566 A.2d 643 | Pa. Commw. Ct. | 1989
Dushawn SMITH, Petitioner,
v.
COMMONWEALTH of Pennsylvania, PENNSYLVANIA BOARD OF PROBATION AND PAROLE, Respondent.
Commonwealth Court of Pennsylvania.
*607 Dushawn Smith, Greensburg, pro se.
Robert Greevy, Chief Counsel, Arthur R. Thomas, Asst. Chief Counsel, Harrisburg, for respondent.
Before CRUMLISH, Jr., President Judge, COLINS, J., and NARICK, Senior Judge.
COLINS, Judge.
The Pennsylvania Board of Probation and Parole (Board) has filed preliminary objections to the petition for review of DuShawn Smith (petitioner). By memorandum and order dated May 17, 1989, this Court ordered that the *608 petition for review be treated as a petition addressed to this Court's original jurisdiction because the petition sounds in mandamus.
Petitioner is a prisoner at the State Correctional Institution at Greensburg, where he is serving a sentence of nine to twenty-five months for his convictions of robbery, simple assault and conspiracy. Petitioner filed this action against the Board alleging that it denied his application for parole on the basis that a firearm was used in the commission of the crime for which he is currently incarcerated.[1] The petition also alleges that petitioner wrote to the Board and stated that a weapon was not used in the commission of the crime and that petitioner was not charged with the use of a firearm nor was convicted of an offense involving a firearm.[2] It is further alleged that petitioner received a response from the Board stating that its records indicated that a gun was used in the commission of the crime and that it would not alter its records. Petitioner requests that this Court direct the Board to correct petitioner's records and reconsider him for parole.
The Board has raised three preliminary objections to petitioner's petition for review: (1) this Court lacks jurisdiction over the Board due to petitioner's improper service of the petition for review; (2) the Board enjoys sovereign immunity and is immune from suit; (3) the Board demurs on the basis that it has no duty to modify its records at petitioner's request.
Service of a process under this Court's original jurisdiction is governed by the Rules of Appellate Procedure. Pa.R.A.P. 1514(c) requires that service be made in person or by certified mail. Petitioner has conceded that the petition for review was served on the Board by first class mail. Service of the petition by first class mail is insufficient to *609 vest this Court with jurisdiction over the Board. Bronson v. Filipi, 107 Pa.Commonwealth Ct. 590, 528 A.2d 1060 (1987). Therefore, we conclude that this Court lacks jurisdiction over the Board and that the Board's preliminary objection on that basis must be sustained. Accordingly, we shall dismiss the petition for review.
Having concluded that service was improper and that the action must be dismissed, we need not address the further objections of the Board. However, in the interest of judicial economy and in order to clarify the law in this area, we shall address the Board's demurrer.
The Board demurs, submitting that it has no duty to modify its records upon receiving petitioner's assertion that its records are incorrect. In ruling on a demurrer, we are required to accept the petitioner's allegations as truth. Nevertheless, the petition for review fails to state a cause of action.

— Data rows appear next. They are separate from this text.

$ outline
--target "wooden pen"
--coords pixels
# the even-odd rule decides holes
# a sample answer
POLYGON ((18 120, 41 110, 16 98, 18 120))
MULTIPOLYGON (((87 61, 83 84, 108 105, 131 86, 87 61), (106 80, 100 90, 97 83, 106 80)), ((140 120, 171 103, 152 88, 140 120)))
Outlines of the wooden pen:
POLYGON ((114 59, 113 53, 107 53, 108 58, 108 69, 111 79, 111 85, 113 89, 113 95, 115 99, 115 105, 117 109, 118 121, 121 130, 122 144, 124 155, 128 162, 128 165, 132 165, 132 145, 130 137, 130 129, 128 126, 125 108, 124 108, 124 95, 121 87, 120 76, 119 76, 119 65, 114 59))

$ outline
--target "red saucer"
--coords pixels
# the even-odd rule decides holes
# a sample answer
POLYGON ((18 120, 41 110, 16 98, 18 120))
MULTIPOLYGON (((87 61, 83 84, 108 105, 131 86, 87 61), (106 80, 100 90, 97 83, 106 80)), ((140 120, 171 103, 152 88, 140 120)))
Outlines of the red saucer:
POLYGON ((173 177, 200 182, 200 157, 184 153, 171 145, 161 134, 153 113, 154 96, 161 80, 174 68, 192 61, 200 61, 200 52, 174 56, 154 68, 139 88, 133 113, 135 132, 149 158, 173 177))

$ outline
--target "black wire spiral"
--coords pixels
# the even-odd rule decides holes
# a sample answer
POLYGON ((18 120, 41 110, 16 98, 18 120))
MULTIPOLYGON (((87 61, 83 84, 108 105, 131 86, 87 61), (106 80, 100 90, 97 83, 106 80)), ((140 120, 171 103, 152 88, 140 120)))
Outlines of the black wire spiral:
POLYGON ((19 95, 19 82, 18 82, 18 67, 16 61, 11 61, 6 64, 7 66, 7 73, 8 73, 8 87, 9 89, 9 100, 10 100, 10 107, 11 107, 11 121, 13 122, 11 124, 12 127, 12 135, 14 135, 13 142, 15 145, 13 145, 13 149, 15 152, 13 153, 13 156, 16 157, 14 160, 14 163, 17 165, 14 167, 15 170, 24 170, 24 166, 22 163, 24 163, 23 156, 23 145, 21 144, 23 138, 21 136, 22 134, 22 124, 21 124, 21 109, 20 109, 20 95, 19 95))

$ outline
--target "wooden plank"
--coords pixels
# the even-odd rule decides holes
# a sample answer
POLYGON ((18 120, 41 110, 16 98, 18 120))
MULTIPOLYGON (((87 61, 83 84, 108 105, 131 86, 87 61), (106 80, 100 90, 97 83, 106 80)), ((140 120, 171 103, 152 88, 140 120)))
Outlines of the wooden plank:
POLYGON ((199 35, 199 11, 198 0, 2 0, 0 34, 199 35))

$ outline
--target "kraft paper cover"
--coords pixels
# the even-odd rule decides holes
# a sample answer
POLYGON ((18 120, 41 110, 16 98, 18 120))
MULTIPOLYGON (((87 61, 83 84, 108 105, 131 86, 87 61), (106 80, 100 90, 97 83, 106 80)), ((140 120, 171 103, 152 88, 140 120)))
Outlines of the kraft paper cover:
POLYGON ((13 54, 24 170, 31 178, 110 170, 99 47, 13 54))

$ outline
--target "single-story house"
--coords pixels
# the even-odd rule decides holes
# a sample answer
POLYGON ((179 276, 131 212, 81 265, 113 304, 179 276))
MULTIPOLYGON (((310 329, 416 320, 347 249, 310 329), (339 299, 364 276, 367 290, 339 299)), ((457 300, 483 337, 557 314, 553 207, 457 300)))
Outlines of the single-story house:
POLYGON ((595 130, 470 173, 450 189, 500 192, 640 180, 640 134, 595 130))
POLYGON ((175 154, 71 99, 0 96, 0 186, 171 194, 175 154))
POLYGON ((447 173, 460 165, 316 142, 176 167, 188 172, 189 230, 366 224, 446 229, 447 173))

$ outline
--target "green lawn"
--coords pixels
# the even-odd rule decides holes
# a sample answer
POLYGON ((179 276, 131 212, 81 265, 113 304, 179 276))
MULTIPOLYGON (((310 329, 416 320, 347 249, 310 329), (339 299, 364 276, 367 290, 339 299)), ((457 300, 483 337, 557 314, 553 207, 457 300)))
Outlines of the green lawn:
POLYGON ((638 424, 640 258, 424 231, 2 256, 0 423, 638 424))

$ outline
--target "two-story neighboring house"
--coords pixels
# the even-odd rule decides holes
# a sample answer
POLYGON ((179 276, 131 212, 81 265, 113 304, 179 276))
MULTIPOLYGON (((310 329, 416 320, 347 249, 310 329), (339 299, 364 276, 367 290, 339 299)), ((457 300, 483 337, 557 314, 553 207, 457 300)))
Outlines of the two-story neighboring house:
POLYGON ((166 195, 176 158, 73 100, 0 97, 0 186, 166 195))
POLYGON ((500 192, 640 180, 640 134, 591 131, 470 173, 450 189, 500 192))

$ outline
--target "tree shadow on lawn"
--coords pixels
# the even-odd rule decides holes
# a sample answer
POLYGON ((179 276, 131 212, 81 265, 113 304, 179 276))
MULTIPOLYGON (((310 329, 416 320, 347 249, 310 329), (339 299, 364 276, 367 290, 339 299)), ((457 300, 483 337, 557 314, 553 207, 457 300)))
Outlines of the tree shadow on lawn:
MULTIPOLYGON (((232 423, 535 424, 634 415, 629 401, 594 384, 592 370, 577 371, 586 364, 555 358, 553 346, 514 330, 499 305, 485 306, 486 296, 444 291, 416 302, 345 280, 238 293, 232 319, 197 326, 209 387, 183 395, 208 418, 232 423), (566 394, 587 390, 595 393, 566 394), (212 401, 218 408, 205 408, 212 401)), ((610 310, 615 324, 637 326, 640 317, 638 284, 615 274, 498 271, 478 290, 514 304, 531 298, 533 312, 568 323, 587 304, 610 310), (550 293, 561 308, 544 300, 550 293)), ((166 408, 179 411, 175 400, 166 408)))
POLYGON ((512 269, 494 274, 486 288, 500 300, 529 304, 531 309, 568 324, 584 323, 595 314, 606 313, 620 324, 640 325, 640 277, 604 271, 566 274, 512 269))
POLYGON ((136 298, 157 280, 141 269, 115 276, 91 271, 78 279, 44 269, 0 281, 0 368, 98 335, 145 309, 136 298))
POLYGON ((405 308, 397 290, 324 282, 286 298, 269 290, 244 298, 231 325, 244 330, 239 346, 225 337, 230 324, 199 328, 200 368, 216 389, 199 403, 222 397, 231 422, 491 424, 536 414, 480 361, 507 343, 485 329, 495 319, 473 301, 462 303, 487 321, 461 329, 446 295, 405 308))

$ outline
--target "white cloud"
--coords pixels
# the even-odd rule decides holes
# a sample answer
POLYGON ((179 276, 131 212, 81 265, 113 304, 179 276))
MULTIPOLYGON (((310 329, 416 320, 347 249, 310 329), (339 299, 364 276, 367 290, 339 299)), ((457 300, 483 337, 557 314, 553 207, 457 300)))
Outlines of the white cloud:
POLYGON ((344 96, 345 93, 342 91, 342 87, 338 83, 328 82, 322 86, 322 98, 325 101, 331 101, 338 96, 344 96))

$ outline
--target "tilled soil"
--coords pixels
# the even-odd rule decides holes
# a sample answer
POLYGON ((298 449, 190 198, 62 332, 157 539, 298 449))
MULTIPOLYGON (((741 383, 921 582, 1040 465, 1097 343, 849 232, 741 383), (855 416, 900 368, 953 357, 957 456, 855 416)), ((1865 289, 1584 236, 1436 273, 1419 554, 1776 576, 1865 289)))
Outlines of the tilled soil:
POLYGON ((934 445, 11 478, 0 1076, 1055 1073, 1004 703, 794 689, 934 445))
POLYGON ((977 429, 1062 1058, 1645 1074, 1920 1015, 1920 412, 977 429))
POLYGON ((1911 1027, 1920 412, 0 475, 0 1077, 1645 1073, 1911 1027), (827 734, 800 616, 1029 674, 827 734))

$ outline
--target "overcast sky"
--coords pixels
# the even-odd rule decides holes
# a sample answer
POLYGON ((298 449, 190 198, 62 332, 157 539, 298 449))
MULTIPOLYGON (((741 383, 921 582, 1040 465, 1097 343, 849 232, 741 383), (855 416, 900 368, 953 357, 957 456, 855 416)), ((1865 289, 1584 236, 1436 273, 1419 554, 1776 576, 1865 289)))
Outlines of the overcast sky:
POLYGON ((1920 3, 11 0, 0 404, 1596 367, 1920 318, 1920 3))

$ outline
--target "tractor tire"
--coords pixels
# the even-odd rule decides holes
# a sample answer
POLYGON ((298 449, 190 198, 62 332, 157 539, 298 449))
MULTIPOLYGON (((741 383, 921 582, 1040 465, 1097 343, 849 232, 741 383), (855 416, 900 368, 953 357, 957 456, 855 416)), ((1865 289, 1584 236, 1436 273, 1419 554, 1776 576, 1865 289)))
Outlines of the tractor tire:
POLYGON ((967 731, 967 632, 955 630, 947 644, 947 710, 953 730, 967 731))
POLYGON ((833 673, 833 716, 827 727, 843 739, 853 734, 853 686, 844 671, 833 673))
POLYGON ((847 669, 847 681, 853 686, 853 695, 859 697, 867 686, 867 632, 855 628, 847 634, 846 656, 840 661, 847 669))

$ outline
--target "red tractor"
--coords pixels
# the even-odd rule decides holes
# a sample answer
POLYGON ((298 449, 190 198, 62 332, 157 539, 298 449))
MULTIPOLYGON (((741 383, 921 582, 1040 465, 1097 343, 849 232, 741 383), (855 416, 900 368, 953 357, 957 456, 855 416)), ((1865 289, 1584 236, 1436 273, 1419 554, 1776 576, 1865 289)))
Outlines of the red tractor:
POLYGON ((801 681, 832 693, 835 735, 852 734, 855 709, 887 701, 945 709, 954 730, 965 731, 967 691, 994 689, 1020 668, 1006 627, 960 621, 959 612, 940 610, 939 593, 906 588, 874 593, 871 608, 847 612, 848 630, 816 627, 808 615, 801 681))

Section 19 of the Act of August 6, 1941, P.L. 861, as amended, 61 P.S. § 331.19, states:
It shall be the duty of the board, upon the commitment to prison of any person whom said board is herein given the power to parole, to investigate and inform itself respecting the circumstances of the offense for which said person shall have been sentenced, and, in addition thereto, it shall procure information as full and complete as may be obtainable with regard to the character, mental characteristics, habits, antecedents, connections and environment of such person. The board shall further procure the stenographic record, if any, of the trial, conviction and sentence, together with such additional information regarding the crime for which sentence was imposed as may be available. The board shall further cause the conduct of the person while in prison and his physical mental and behavior condition and history, his history of family violence and his complete criminal record, as far as the same may be known, to be investigated and reported. . . in granting paroles the board shall consider the nature and character of the offense committed,. . . .
*610 This Section contains no mandate that the Board modify its records at the request of a prisoner. Petitioner has cited no authority for his assertion and our research has revealed none. Thus, petitioner's petition for review fails to state a cause of action in mandamus because it does not establish a duty on the part of the Board. Accordingly, had service of the suit been proper, we would sustain the Board's preliminary objection on the basis of the demurrer and dismiss the petition for review.[3]
In closing, we note that subsequent to the filing of the petition, the Board filed with this Court, as an exhibit to a motion, a copy of its order modifying the language which petitioner disputes. It deleted the statement "weapon used in the commission of offense firearm" and in its stead added "non-functioning replica of firearm used by accomplice in the commission of offense."
In accordance with our disposition of the service of process issue, the Board's preliminary objection on that basis is sustained and the petition for review is dismissed.
ORDER
AND NOW, this 20th day of November, 1989, the preliminary objection of the Board as to the improper service of the petition for review in the above-captioned matter is sustained. The petition for review is dismissed.
NOTES
[1] The order denying petitioner parole lists six reasons therefor. The fourth reason listed is: "[w]eapon used in the commission of offense firearm."
[2] Petitioner submits that his accomplice used a toy gun during the commission of the crime and that the record should clearly so state.
[3] The Board submits that it is immune from suit pursuant to 1 Pa.C.S. § 2310. The affirmative defense of sovereign immunity does not come into play where, as here, petitioner has failed to state a cause of action. Thus, we have declined to address the Board's preliminary objection asserting that this suit is barred by sovereign immunity. See McGriff v. Pennsylvania Board of Probation and Parole, 127 Pa. Commonwealth Ct. 167, 561 A.2d 78 (1989).